Ыпан чуть улыбнулся, показывая острые рыбьи зубы, которые у алеутов не бывают плохими, — то ли смеялся над глупым русским законом, то ли сочувствовал стрелку.
В протопленной доме, без пузырей на узких окнах, пахло золой и чем-то своим. Тимофей возле горящего жировика читал книгу. Сысой вытянулся на нарах в стороне от него. После многолюдья прошедших дней ему было хорошо и он уснул, не дождавшись Прохора.
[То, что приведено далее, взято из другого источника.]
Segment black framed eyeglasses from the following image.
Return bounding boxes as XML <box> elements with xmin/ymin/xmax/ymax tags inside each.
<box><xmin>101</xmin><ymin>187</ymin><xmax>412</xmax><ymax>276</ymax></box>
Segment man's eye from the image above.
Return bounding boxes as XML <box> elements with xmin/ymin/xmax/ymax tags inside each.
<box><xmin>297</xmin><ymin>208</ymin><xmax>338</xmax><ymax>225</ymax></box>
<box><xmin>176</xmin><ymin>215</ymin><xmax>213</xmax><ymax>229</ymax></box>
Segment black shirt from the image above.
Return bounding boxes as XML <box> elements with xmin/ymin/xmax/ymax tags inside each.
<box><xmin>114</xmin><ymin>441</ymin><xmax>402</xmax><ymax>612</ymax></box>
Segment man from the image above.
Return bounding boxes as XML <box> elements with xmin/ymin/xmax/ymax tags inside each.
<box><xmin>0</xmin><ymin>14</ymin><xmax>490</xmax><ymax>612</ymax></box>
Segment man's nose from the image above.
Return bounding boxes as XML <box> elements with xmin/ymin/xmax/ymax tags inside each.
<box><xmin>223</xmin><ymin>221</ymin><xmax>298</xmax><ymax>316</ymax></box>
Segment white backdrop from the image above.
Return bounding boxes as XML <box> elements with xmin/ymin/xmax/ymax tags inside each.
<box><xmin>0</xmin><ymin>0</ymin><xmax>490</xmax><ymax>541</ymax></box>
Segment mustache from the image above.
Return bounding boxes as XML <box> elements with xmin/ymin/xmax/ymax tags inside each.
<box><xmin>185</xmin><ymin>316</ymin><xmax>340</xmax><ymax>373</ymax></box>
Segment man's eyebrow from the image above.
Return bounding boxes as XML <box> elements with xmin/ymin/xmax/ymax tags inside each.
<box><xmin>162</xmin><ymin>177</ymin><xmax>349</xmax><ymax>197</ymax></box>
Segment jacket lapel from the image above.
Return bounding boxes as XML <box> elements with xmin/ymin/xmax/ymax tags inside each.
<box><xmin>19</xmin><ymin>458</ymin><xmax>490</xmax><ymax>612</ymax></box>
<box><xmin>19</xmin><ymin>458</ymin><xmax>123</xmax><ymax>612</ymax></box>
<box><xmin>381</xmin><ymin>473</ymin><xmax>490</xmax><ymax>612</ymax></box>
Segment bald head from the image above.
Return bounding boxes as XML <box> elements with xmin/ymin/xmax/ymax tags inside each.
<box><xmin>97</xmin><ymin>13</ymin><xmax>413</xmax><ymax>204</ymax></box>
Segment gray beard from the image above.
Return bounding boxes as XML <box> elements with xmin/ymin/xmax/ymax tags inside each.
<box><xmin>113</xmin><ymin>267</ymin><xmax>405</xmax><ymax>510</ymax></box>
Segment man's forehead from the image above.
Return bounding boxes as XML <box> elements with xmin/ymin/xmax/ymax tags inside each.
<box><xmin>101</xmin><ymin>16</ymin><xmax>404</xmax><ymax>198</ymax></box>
Дружок вернулся на рассвете, предовольный ночлегом и гостеприимством: он спал с алеуткой, похожей на креолку. Взошло солнце. Трое позавтракали и ушли на трехлючке смотреть места. Вернулись они к вечеру, набив из луков и ружей до полусотни уток. Тимофей стал потрошить птицу, Сысой затопил печь, Прохор выбрал полдюжины жирных тушек и ушел к алеутке, дескать, она и накормит. Вернулся он рано со странным лицом. Вошел в дом, широко расставляя ноги, по-стариковски неловко вполз на нары, лег и печально уставился в потолок.
— Ты чего? — подошли к нему Тимофей с Сысоем.
— Помру, наверное! — сказал Прохор.
— С чего бы? — обеспокоились друзья. — Вечером скакал, как яман, и вдруг…
— Зад нарушился, — всхлипнул Прохор. — Как ни зажимаю — течет в сапоги.
Кровь должно быть.
— Тебя алеуты чем потчевали? — спросил Тимофей.
— Ягодой и… жиром!
Тараканов схватился за живот, захохотал, упал на нары и стал кататься, задирая ноги.
Прохор удивленно приподнялся на локте, глаза его оживились.
— Ты чего?
Смеясь и кашляя, Тимофей, наконец, сказал:
— Слышал, у алеутов в обычае кормить назойливых гостей жиром какой-то акулы, которую они называют морской собакой. Этот жир в животе не держится, тут же выливается.
Прохор сел, резво скинул сапог, брезгливо заглянул в него:
— От сучка, от шалава, — забормотал, захлебываясь от негодования. Вышел, придерживая руками штаны, нараскорячку поплелся к морю: стирать одежду и мыться.
На другой день русские промышленные пошли звать алеутов на птичий промысел и попали на праздник. Вокруг бараборы горели костры из плавника, пахло печеным мясом. От костра к костру ходили возбужденные островитяне, смеялись женщины в праздничных парках, расшитых бисером. Они подхватили гостей под руки, усадили возле костра, подвинув им котел с китовым языком.